DENVER — It’s not a major “October Surprise” but Monday’s announcement from the Supreme Court allowing same-sex marriage to become the law in Colorado and 29 other states moved the issue back to the fore of this year’s midterm election, now roughly a month away.
That’s not great news for Republicans, generally speaking, given that so few of them support full marriage equality in a nation where a majority of citizens, especially younger voters, now do.
Colorado’s GOP Senate candidate Cory Gardner, running as a senator who’d represent “the next generation”, issued a statement Tuesday that he isn’t budging from his position that marriage should only be between a man and a woman but also emphasizing his respect for the law and for all couples.
“My views on marriage have long been clear,” Gardner said to FOX31 Denver. “I believe we must treat each other with dignity and respect. This issue is in the hands of the courts and we must honor their legal decisions.
“While others might seek to divide Coloradans, I will not do that. Coloradans are tired of politicians who spend all their time on partisan hot-button issues that divide our state. We need leaders who are focused on bringing people together on the economic issues that we all agree on. Our nation is in real economic trouble and that’s what my campaign is all about.”
While Gardner is preemptively trying to criticize Udall for focusing on another social issue, there is a new political opportunity for the embattled Democrat to emphasize Gardner’s record on the issue, from his support for the now-overturned Defense of Marriage Act to his vote as a state lawmaker in 2007 against a proposal to allow gay and unmarried couples to adopt children.
On Tuesday, Udall left it to his press secretary Kristin Lynch to respond, which she did in personal terms.
“Mark Udall believes that everyone is entitled to equal opportunity and equal protection under the law, no matter who they love. That’s why he’s a strong supporter of marriage equality and celebrated yesterday’s landmark Supreme Court move,” said Lynch. “In contrast, Congressman Gardner doesn’t believe that my partner and I — along with thousands of other same-sex couples across the state — should enjoy the same rights and privileges as other couples.
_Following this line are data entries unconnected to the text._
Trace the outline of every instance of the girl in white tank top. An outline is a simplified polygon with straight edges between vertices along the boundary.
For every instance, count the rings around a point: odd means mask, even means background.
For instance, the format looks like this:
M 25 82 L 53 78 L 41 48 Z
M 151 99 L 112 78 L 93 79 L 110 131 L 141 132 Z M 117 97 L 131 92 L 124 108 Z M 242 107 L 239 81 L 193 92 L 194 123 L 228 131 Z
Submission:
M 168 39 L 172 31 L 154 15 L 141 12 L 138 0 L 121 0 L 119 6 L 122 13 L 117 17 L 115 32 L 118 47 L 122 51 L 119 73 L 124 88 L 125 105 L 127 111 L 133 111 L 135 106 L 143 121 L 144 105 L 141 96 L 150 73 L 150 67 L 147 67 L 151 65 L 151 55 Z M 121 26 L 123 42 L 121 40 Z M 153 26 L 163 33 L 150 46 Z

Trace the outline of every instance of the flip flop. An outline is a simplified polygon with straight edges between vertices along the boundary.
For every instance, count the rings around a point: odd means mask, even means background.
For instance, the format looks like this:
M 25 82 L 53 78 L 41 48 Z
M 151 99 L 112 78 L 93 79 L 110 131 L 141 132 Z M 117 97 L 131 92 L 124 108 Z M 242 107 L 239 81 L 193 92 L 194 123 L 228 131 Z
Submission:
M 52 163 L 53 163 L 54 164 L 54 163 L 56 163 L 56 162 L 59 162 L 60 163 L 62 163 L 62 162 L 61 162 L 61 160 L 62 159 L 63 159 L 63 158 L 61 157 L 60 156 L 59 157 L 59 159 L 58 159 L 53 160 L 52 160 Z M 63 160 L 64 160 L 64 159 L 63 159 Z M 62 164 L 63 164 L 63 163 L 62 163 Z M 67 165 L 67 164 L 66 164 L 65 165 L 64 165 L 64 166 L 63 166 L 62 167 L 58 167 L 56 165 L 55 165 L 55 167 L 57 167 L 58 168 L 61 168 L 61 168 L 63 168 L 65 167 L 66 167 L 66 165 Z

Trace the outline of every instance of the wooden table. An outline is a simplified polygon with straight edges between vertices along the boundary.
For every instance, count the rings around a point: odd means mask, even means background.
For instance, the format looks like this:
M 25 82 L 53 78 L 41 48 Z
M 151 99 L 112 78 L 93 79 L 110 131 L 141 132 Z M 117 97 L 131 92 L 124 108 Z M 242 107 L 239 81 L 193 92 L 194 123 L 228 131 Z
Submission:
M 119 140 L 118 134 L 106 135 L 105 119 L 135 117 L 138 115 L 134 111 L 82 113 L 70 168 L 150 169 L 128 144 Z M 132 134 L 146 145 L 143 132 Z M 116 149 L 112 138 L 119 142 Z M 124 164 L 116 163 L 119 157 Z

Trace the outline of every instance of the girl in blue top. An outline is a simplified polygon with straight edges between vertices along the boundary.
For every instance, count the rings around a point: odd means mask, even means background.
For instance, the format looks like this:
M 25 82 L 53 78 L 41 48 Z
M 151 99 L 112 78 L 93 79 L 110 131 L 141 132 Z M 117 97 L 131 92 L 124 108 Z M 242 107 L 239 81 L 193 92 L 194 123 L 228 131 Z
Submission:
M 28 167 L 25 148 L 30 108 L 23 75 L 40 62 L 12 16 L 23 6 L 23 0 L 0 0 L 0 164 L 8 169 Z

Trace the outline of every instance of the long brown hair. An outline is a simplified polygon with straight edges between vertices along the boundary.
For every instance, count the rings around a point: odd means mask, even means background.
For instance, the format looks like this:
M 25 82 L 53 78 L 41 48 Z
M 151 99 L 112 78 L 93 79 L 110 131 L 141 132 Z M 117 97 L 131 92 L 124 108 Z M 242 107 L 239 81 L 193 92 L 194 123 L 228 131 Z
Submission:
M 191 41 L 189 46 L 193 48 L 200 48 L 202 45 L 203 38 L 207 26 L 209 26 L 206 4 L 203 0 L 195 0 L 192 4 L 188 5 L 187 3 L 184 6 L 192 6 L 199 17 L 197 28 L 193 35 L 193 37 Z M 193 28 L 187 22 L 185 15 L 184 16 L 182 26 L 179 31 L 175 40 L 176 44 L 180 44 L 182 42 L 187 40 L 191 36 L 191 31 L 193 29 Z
“In light of these outdated and backward views, Gardner’s assertion that he represents a ‘new generation of Republican’ is utterly laughable. But his deception is no surprise, really, because he continues to hide his backward record on climate change, immigration and women’s reproductive health.”
Republicans point out that Udall only began supportive of same-sex marriage in 2011 and admitted in a 2012 Op-Ed for POLITICO that he “struggled with” the issue for a time.
“Genuine dialogue, not rhetorical bomb-throwing, leads to progress,” Udall wrote.
The National Republican Senatorial Committee’s Brad Dayspring told FOX31 Tuesday that “that’s exactly the opposite of what [Udall’s] campaign is now engaging in.”
A Quinnipiac University poll released in late April showed that 61 percent of Coloradans support same-sex marriage, compared to just 33 percent who do not.
The pro-equality Human Rights Campaign also announced Tuesday that it would begin scoring members of Congress on whether or not they support full marriage equality with its first scorecard — with just eight Republicans supporting same-sex marriage — this week, according to POLITICO’s Maggie Haberman.
Gardner and Udall were not questioned on the subject of same-sex marriage during their second debate Monday morning, but it could come up Tuesday night when they meet again in a debate sponsored by the Denver Post.